Brussels fury over EU job cuts
The European commission has attacked “unjustified” Brussels job cuts tabled by the Finnish EU presidency.
Helsinki is pushing to shave €1.8bn off commission budget proposals for 2007 and to slash 1700 eurocrat jobs over the next seven years.
European budget commissioner Dalia Grybauskaite is angry that €56m in cuts will see a Brussels jobs freeze on a projected 800 recruitments from new EU members next year.
The Finns – representing the council of the EU and national governments – are seeking savings next year and to scrap posts when officials retire in the years up until 2013.

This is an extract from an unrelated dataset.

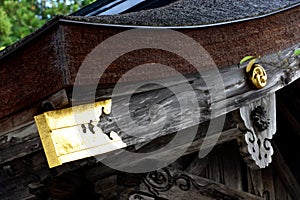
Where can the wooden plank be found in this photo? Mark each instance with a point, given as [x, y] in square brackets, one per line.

“The council has decided to stop the recruitment of 800 posts it has politically decided,” said Grybauskaite.
“The proposals are about making cuts, it is not justified, it will mean 1700 job losses, that is practically three large commission departments.”
The commission is concerned that as the EU enlarges from 25 to 27 a projected increase in staff of 3900 has been cut to 2200.
Grybauskaite points to higher administrative costs in national government, an average of 23 per cent of general budgets, compared to the commission’s 3.4 per cent of the EU budget.
Finnish finance minister Ulla-Maj Wideroos insisted that the budget reductions were about increasing productivity, not cutting jobs.
“We have to call a spade a spade, we are trying to limit growth, not to cut it,” she said.
Poland, Spain and Italy are said to have rallied behind the commission as negotiations on 2007 spending continue after the summer.
Regional aid for Europe’s poorest areas is to be cut by €600m under the EU presidency cuts and reductions to farm budgets will total €800m.